One to Protect (One to Hold 3)
Page 52
“More like being in the advance party.” Going ahead of the battalion into a location, no way of knowing what might happen or what surprises might be waiting. “It’s a little like that. Minus the IEDs.”
My partner exhales and pulls the glove back over his hand. Then he pushes off the floor and steps over to lean beside me against the counter. “You’re right. Military deployment is way fucking worse than this. This is plain old detective work, pure and simple.”
“Or police work. Waiting around for what’s coming.”
Glove back off, he starts with the quarter again, back and forth. “Why’d you become a Marine? Other than you were born to play the part?”

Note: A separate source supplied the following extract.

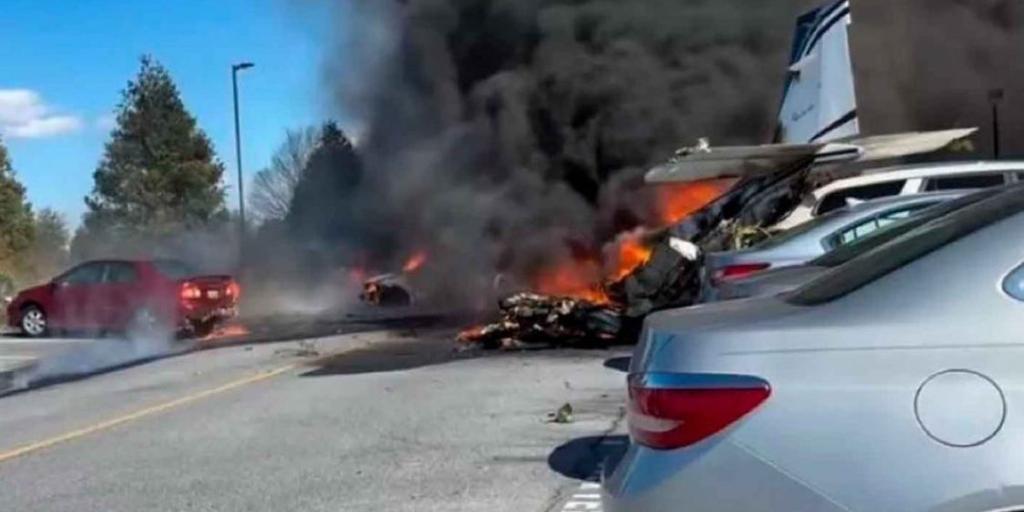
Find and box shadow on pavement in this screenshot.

“That’s pretty much it.” I watch the quarter rotate over his knuckles and think about being a kid, waiting on my dad to come home, hearing my mother softly cry herself to sleep at night. “My dad was a Marine. His dad was a Marine—”

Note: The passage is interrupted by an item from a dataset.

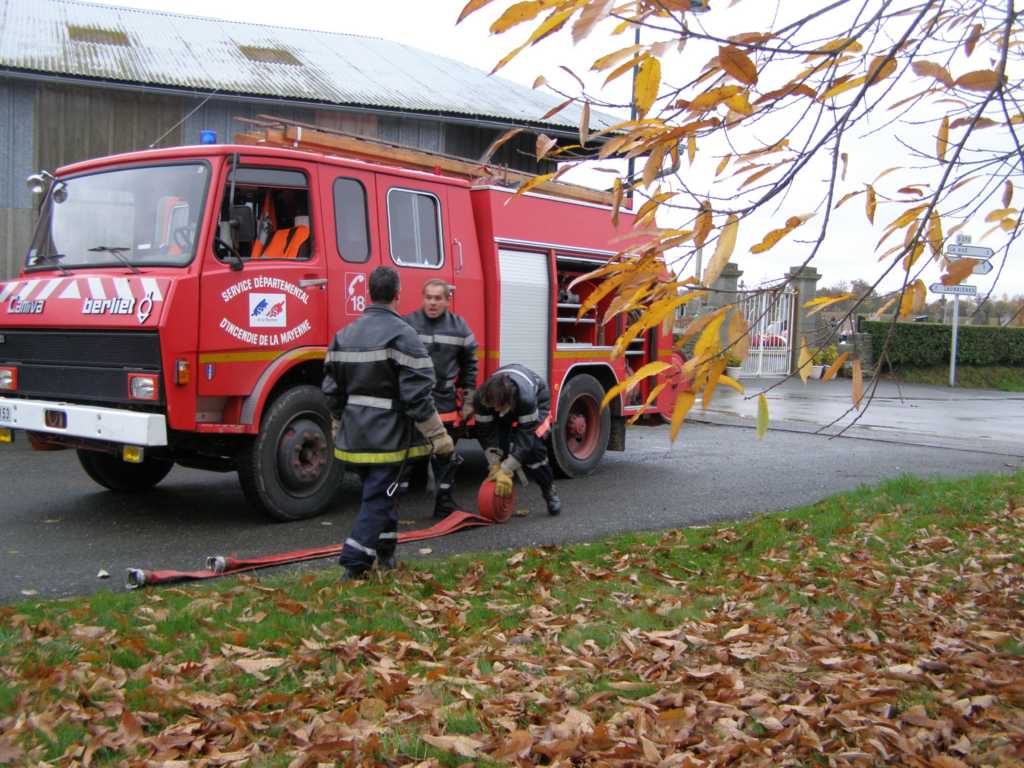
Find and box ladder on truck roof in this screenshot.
[234,115,614,207]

“Phew, sounds like a fun group.”
“They weren’t so bad.”
Patrick exhales. Both gloves are off, and he switches the coin to his other hand, continuing the trick. “When Stuart said he was joining the corps, I wasn’t a bit surprised. He’d been perfecting that fucking attitude for years.”

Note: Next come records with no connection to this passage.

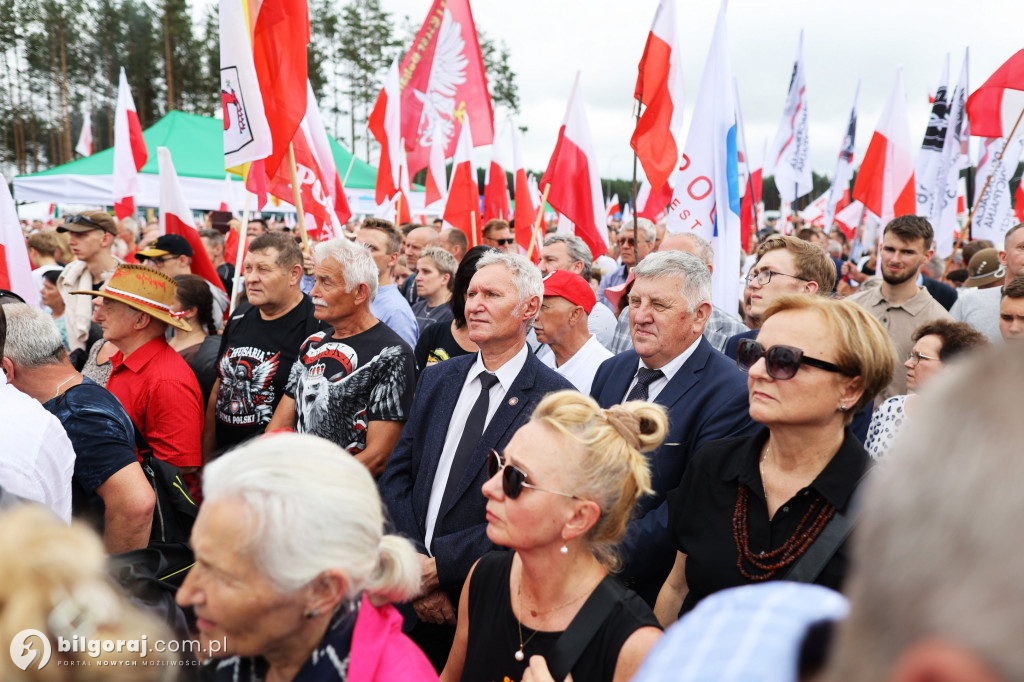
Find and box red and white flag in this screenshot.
[249,0,309,181]
[541,72,608,258]
[853,68,918,225]
[444,116,481,246]
[483,137,511,223]
[770,31,814,204]
[822,81,860,229]
[667,1,741,311]
[630,0,683,189]
[367,59,402,206]
[306,81,352,231]
[967,50,1024,137]
[399,0,495,174]
[971,135,1024,244]
[75,109,92,157]
[157,146,227,293]
[423,119,447,206]
[113,67,150,219]
[512,123,544,263]
[0,173,40,303]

“Your brother is a great Marine. He had my back more than once.” Checking my phone, it’s after ten. I don’t know how much longer this could take or when to worry if they don’t show.
“You’d better keep the gloves on in case we have to move fast.” He stops fidgeting, and puts the quarter back in his pocket, nodding as he pulls on the gloves. We can’t afford to leave fingerprints.
I’m pretty sure I’ve asked before, but this wait is mind numbing. “What made you join the Guard?”
“College. I wasn’t academic enough for a scholarship, but my parents couldn’t afford to send four kids to school. It seemed like the safest alternative.”
I chuckle. “And then you got deployed.”
“Yep. Thank you, War on Terror.”
“I’m sure you were good at it. I’ve seen your work.”
He nods and for a few minutes, we’re quiet. Then he shifts and clears his throat.
“Look, I know what we’re doing is pretty raw. I’m sorry I couldn’t come up with a more elegant plan, but you’ve got to get some mud on you to slaughter a pig.”
I exhale a laugh. “How long have you been saving that line?”
He grins and his shoulders relax. “A few days.”
Then I shake my head, serious again. “I couldn’t control what took Allison from me. There was nothing I could do.” I pause remembering that sick, helpless feeling as she slowly left me forever. I’d never felt that way in my life, and it almost broke me. “I’ll be damned if I sit back and let something take Melissa. Especially if I have the power to stop it.”
Just then the outside door creaks, and we both jump. Patrick hits the lights, and I instinctively feel my body preparing to fight.
Patrick’s the only one armed. He’d insisted, strike that, demanded I leave my gun in my room’s safe to “avoid temptation.” I’d only agreed because he played the Mel card. It’s possible he knows me a little too well.
The door creaks again, and in a fumble of hands and staggering steps, Star backs into the room. Sloan’s plastered to her mouth, and from this angle, we can see his hands moving up her thighs, dragging the hem of her skirt with them, quickly revealing her thong. Shit. This again.
“Here we go,” Patrick says in a voice one click above inaudible.
The pair roll against the wall, and the outside door slams shut. The noise breaks their kiss, and Sloan looks up and around, surveying the small, empty conference room. It’s dim-lit by small, emergency lighting and the green glow of the Exit sign.
“How did you know about this place?” His voice is thick.
“Passed it on my way to the restaurant tonight.” Star’s back to breathy-high Marilyn. “I peeked my head in, and when I saw the side door, I thought of you.”
He turns back to her with a greedy smile. “Good call.” Then he covers her mouth again with his.
His hands return to her ass, and he lifts her against the wall. A memory of me lifting Melissa in a similar way knots my stomach, and I turn my back. We can hear it. I don’t have to watch.
Star’s voice. “What if I worked for your company? Then I could see you every day. Or every afternoon?”